Loss of Streams and Wetlands Will Widen With New Corps Rules
Green Power Encouraged to Leave Brown Footprints under New Exemptions
Washington, DC — The U.S. Army Corps of Engineers is poised to approve rules that will destroy hundreds of miles of streams and thousands of acres of wetlands under the guise that there will only be minimal impacts, according to formal comments filed today by Public Employees for Environmental Responsibility (PEER) and other groups. The rules would for the first time permit destruction of wetlands and streams and ocean floor to accommodate renewable power facilities.
“The Army Corps is doing the nation a disservice with this proposal by permitting massive losses of freshwater swamps, streams, and ocean habitat,” stated New England PEER Director Kyla Bennett, a former wetlands specialist with the U.S. Environmental Protection Agency. “The Clean Water Act only allows this type of permit for projects with ‘minimal adverse environmental effects’ but the Corps has plowed a battleship through this narrow loophole.”
Today is the final day for public comments on the latest version of the Corps rule for Nationwide Permits, a regulatory device to streamline the permitting process for minor projects. However, PEER estimates that the permits authorize a minimum of 328 miles of American streams to be filled each year and likely substantially more. The environmental groups charge that the Corps proposal –
- Violates the Clean Water Act requirement that this type of permit may only be issued for activities that “will cause only minimal adverse environmental effects when performed separately, and will have only minimal cumulative adverse effects on the environment.” By contrast, the plan could allow unlimited wetland losses and allow the Corps to waive acreage limits where they exist;
- Strips away comprehensive review by the federal resource agencies, allowing sensitive habitats to be sliced apart bit-by-bit without looking at cumulative effects; and
- Allows wind, solar, biomass, and geothermal energy to gratuitously destroy wetlands, streams and seabed, even when there are available alternatives. The Corps would even allow wetlands destruction for parking lots, access roads and other “attendant features” of these energy projects.
“The Corps has turned wetlands protection into a regulatory car wash where the permits are spit out in assembly line fashion,” added Bennett, noting that in 2003, the Corps issued 74,000 Nationwide or other permits. “These Nationwide Permits subject natural places to death by a thousand cuts.”

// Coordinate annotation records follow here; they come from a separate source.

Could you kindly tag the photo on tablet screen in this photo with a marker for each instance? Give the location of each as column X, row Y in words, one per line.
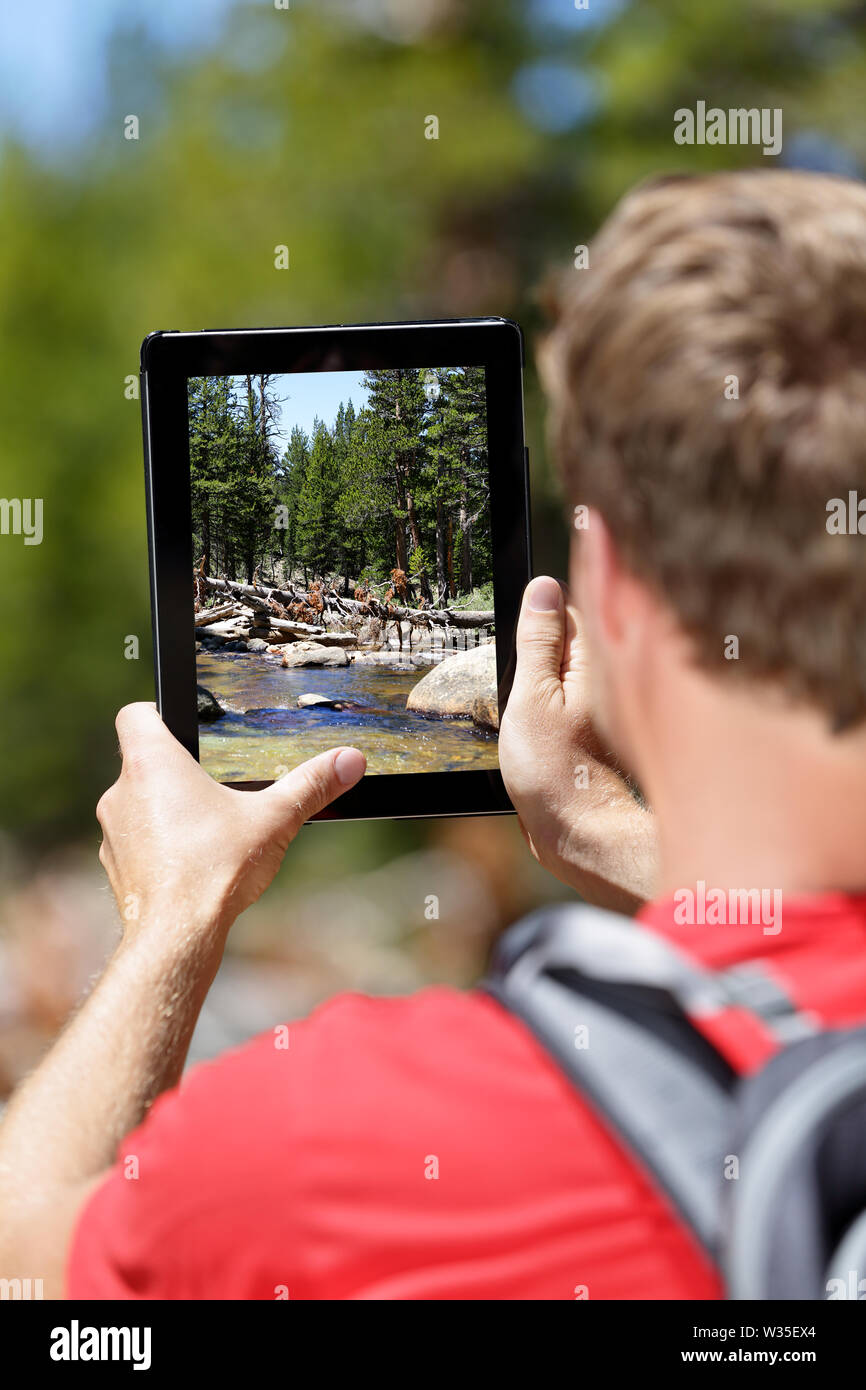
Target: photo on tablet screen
column 342, row 570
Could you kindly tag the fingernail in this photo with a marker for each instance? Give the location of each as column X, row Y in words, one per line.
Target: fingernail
column 349, row 766
column 545, row 595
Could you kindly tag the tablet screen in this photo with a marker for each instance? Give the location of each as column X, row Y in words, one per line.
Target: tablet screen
column 342, row 570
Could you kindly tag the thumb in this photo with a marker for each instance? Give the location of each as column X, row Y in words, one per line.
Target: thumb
column 309, row 788
column 541, row 633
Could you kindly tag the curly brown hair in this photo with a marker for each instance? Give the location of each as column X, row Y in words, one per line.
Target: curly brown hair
column 708, row 382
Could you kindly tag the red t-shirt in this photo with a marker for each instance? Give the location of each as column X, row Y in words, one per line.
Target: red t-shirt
column 420, row 1147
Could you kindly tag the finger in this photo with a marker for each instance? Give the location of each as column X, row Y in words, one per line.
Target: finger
column 143, row 737
column 309, row 788
column 541, row 633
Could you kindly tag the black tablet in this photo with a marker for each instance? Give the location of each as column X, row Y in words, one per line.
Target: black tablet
column 338, row 528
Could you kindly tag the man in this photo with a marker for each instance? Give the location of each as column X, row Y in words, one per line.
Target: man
column 708, row 381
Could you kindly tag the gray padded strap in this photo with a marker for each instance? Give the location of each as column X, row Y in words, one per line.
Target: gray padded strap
column 606, row 945
column 772, row 1155
column 674, row 1118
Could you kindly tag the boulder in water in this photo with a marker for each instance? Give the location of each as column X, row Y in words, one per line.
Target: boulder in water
column 452, row 688
column 313, row 653
column 209, row 705
column 485, row 710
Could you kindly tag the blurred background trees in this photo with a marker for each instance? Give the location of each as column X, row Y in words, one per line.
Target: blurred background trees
column 307, row 128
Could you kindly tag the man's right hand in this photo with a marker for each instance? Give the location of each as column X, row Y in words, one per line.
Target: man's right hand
column 574, row 808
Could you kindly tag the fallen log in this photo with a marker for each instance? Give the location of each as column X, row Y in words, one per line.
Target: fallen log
column 259, row 595
column 216, row 615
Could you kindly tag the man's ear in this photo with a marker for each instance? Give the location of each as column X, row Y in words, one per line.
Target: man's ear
column 598, row 580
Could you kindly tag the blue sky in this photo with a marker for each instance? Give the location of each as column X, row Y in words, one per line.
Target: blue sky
column 314, row 394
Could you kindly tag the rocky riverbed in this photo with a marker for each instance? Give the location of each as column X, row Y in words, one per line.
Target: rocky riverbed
column 406, row 713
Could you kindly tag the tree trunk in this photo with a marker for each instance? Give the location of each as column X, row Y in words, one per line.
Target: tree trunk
column 441, row 558
column 452, row 591
column 466, row 546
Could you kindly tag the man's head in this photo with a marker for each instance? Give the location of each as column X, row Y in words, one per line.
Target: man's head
column 708, row 380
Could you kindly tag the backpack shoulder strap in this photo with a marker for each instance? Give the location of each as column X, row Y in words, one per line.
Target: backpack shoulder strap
column 605, row 998
column 797, row 1218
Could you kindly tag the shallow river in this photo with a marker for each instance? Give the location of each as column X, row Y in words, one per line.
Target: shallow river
column 264, row 730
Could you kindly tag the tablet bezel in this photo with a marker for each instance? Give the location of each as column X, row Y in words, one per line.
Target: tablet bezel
column 168, row 359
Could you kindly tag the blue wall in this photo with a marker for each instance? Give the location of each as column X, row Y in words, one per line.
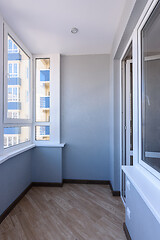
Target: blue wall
column 84, row 116
column 47, row 164
column 15, row 176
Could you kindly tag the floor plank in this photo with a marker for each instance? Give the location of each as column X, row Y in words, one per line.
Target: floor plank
column 74, row 212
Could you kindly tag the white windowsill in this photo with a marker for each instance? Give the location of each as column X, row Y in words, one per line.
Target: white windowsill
column 45, row 144
column 14, row 153
column 146, row 185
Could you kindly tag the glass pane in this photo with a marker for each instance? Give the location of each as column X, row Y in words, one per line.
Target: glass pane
column 43, row 90
column 16, row 135
column 42, row 133
column 18, row 82
column 150, row 90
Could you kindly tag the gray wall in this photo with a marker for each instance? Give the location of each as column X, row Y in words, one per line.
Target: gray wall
column 15, row 176
column 84, row 116
column 47, row 164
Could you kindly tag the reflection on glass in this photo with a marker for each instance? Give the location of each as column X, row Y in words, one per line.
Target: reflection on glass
column 150, row 101
column 18, row 82
column 16, row 135
column 42, row 90
column 42, row 133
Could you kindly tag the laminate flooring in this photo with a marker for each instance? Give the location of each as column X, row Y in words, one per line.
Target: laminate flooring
column 73, row 212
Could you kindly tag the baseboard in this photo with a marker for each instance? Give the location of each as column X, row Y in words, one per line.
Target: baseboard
column 8, row 210
column 79, row 181
column 47, row 184
column 114, row 193
column 126, row 232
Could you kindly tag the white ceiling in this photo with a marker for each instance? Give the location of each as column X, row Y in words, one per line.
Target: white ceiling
column 44, row 25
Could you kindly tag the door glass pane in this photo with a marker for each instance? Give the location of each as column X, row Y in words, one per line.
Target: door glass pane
column 18, row 81
column 42, row 90
column 150, row 90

The Corps plan would allow up to ½ acre of wetland fill per renewable energy structure as well as the loss of up to 300 linear feet of stream, or more, at the Corps’ discretion. In November 2010, PEER published a draft of this Corps plan which authorized up to 1 acre of fill for each wind turbine and no limit on the number of turbines but the final version is limited to ½ acre of fill for a maximum of 10 turbines.